Article 11.Customer’s obligations during the Cooling-Off Period 

  1. During the Cooling-Off Period, the Customer shall handle the product and the packaging with care. The Customer shall only unpack or use the product to the extent necessary to assess the nature, the characteristics and the effect of the product. The Customer may only handle and inspect the product in the manner in which one is allowed to handle a product in a shop.
  2. The Customer is liable for the devaluation of the product that is the consequence of handling the product other then allowed in sub-section 1. 

Article 12. Exercising the Customer’s right of withdrawal and the costs

  1. In the event the Customer wishes to use its right to withdraw from the Contract within the Cooling-Off Period, he shall notify CME with the standard form for withdrawal as provided in these GTC.
  2. The Customer shall return the product to CME as soon as possible but within 14 days counting from the day following the withdrawal.
  3. The Customer shall return the product with all relevant accessories and if reasonably possible in the original state and packing and in accordance with reasonable and clear instructions given by CME.
  4. The risk and the burden of proof for the correct and timely exercise of the right of withdrawal rest upon the Customer.
  5. The Customer shall bear the direct costs of returning the product, unless CME has expressly indicated to bear such costs himself.

Article 13. CME’s obligations in case of withdrawal

  1. CME shall promptly send a notification of receipt of withdrawal to the Customer.
  2. CME shall reimburse all amounts paid by the Customer, as soon as possible but at least within 14 days following the day on which the Customer notified CME of the withdrawal. CME may postpone reimbursement until he has received the product back.
  3. For reimbursement as mentioned hereinabove, CME shall use of the same method of payment as the Customer used, unless the Customer consents to another method.
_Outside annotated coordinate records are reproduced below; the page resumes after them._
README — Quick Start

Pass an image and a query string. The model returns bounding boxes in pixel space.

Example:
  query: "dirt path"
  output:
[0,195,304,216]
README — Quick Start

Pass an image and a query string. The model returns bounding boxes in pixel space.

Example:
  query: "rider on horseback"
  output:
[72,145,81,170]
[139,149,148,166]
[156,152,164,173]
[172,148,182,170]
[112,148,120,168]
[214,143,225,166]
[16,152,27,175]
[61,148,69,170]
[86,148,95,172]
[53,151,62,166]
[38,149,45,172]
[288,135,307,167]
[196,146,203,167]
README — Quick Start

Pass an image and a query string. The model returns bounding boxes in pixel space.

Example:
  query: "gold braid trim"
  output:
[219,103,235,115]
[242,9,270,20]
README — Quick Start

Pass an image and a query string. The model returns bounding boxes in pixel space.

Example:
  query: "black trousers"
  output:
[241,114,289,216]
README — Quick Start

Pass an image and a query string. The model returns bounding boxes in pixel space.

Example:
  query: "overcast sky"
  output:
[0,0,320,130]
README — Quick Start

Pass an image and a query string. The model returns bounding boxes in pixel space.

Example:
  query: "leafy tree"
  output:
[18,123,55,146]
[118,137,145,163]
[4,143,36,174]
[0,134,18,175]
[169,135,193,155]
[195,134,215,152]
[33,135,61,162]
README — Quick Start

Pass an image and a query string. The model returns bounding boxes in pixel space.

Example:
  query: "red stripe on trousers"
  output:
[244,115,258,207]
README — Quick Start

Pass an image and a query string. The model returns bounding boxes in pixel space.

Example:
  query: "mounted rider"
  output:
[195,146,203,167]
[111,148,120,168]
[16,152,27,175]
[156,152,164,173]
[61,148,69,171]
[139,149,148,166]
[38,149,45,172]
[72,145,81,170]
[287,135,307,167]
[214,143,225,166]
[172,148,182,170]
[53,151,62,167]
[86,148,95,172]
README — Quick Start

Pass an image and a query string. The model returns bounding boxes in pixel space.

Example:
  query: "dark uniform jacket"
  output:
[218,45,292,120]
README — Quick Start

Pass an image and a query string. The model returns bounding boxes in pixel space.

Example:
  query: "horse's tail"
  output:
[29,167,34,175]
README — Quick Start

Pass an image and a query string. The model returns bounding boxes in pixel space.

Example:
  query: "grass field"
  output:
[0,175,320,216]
The reimbursement is free of charge for the Customer.

Article 14. Exclusion of the right of withdrawal

 For the following products the Customer shall not be entitled to withdrawal: 

  1. Contracts for services, after full performance of the service, but only if
    1. the performance started with the Customer’s explicit prior consent; and
    2. CME stated that the Customer will lose his right of withdrawal as soon as CME has fully performed the services.
  2. Products manufactured in accordance with the Customer’s specifications which are not prefabricated and which are produced on the basis of a Customer’s individual choice or decision or which are intended for a specific person.
  3. Sealed products which are for, including but not limited, health or hygiene reasons not suitable for being returned and of which the seal has been broken.
  4. The delivery of digital content other than on a physical carrier, but only if
    1. the performance has started with the Customer’s explicit prior consent;
    2. CME stated that the Customer will lose his right of withdrawal by doing so. 

Article 15. Complaints procedure 

  1. Defects of the products or complaints about the services or digital content shall be submitted fully and clearly described to CME within a reasonable time after the Customer has discovered such defects.
  2. CME shall reply to the Customer with respect to the complaint within a period of 14 days after receipt of such complaint.
  3. If the complaint cannot be solved in joint consultation within a reasonable time or within 3 months after submitting the complaint, there will be a dispute that is open to the dispute settlement rules. 

Article 16. Disputes

  1. Contracts concluded between CME and the Customer will be governed by Dutch law. Disputes will be brought before the authorised courts of the district of Amsterdam, the Netherlands.